Why does it take some of us a life time to see how the things that capture us today have no value tomorrow? Why is it so difficult to see how important it is to invest in things that have real value and will last forever? I think the answer is simple, we probably have not sat down and counted the cost.
In Mark 10:20, the Apostle Peter makes a simple statement. The context is he and the disciples just saw a rich young ruler walk away from Jesus. To this Peter responds, “See, we have left everything and followed you.” What was Peter getting at here?
There are several possible thoughts behind Peter’s statement. First, he may have simply been asking Jesus, “Is it worth it? We have left everything to follow you, Jesus, is it worth the sacrifice?” Remember now, when Jesus invited Peter and many of the other disciples to follow Him, they abandoned their homes, families and fishing businesses on the Sea of Galilee.
Now as they finished up their third year with Jesus, Peter may simply be asking here, “Where is my reward?” To this Jesus answered, "Truly, I say to you, there is no one who has left house or brothers or sisters or mother or father or children or lands, for my sake and for the gospel, who will not receive a hundredfold now in this time."
Another possibility behind Peter’s statement is a spiritual pride. “Look Jesus, we are not like that rich young ruler who just walked away from you because of his home, family and business, we left it all. That makes us better, doesn’t it?” To this Jesus answers in Mark 10:32, "many who are first we be last and those who are last would be first." In other words, God will reward and His reward will be according to His economy not man's.

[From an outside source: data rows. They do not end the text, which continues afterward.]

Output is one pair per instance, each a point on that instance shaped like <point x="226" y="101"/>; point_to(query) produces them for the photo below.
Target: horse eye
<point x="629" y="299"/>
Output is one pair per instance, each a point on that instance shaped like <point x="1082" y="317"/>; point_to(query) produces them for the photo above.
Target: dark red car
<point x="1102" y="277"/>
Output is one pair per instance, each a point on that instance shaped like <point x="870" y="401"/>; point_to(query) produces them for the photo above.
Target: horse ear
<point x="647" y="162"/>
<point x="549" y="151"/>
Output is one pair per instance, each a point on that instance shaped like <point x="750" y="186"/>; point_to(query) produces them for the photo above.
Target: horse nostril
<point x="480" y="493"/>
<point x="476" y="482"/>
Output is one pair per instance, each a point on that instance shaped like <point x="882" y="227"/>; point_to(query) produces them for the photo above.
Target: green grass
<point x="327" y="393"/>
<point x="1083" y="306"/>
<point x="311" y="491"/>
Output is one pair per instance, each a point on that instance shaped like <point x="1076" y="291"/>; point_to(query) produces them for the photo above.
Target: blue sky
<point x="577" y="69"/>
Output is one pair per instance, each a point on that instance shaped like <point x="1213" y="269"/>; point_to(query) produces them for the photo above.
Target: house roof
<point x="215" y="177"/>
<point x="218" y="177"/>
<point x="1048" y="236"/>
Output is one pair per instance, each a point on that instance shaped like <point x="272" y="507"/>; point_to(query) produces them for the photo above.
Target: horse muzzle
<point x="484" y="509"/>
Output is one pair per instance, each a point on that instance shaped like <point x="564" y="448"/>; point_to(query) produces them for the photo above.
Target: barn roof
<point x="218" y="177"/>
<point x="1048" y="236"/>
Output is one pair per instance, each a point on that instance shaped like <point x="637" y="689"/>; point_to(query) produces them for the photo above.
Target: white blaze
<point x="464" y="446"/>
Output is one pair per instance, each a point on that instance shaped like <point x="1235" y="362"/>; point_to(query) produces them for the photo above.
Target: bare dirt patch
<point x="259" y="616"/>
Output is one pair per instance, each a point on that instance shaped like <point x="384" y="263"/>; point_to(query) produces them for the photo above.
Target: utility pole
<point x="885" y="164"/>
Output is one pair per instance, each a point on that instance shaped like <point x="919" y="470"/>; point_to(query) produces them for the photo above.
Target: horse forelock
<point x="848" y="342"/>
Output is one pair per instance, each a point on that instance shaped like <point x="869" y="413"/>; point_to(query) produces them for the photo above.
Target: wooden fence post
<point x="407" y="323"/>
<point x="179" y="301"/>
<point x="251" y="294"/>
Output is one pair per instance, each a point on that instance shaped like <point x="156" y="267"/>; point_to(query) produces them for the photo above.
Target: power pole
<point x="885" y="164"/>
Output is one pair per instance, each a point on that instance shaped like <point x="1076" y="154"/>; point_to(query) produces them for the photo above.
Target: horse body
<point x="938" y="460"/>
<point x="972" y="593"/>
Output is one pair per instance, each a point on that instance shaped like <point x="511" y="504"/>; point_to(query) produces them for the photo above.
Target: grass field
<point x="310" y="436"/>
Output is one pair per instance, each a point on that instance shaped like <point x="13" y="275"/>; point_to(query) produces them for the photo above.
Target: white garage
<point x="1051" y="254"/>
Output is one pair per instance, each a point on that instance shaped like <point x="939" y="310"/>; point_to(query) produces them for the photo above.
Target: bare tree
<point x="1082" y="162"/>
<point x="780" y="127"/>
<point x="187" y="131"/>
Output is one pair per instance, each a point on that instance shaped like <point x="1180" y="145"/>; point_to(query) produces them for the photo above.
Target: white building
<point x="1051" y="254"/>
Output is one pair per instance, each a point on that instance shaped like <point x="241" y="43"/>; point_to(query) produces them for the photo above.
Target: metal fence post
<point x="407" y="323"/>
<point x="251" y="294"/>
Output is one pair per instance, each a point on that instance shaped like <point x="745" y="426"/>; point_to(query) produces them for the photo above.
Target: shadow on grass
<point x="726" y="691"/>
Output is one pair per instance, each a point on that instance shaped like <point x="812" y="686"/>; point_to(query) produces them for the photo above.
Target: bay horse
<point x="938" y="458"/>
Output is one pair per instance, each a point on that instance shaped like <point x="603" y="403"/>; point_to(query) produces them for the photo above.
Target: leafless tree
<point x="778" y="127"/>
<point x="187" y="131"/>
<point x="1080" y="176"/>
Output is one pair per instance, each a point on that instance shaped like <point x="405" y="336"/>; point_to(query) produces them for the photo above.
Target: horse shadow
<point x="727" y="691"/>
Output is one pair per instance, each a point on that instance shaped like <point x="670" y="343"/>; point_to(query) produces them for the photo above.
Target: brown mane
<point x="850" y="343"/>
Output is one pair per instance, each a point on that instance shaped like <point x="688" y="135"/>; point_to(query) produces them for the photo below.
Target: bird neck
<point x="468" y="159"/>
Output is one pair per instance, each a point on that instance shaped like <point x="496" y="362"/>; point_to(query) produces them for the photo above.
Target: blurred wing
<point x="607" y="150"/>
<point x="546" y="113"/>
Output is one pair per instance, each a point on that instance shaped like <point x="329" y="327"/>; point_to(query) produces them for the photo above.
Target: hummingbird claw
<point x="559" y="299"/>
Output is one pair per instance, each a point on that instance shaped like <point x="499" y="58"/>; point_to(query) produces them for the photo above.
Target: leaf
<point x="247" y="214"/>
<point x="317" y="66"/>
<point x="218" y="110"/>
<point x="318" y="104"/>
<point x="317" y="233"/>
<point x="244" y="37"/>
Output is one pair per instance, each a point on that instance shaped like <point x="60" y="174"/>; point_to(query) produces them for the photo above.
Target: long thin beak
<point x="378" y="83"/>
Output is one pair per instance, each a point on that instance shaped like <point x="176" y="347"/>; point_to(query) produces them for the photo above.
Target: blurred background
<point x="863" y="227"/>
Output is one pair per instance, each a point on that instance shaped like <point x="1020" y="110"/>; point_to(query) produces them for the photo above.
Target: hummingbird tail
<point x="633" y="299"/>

A final possible meaning behind Peter’s statement is it comes from a twinge of envy or self-pity. After looking at the rich young man walk away, Peter knew that the man was walking away from the sacrifices and hassles he and the other disciples were enduring. Perhaps Peter was tempted to think as the man walked back to his comfortable life., that he (Peter) made a mistake in following Jesus. To this, Jesus answered in Mark 10:31, that the disciples who wouuld follow Him would have "eternal life."
Whatever was behind Peter’s response here, Jesus answers all possible concerns we might have and ultimately says, yes it will be worth it. Whatever sacrifice we make in following Him will be rewarded many times by God, yes a hundred fold in this life and the life to come.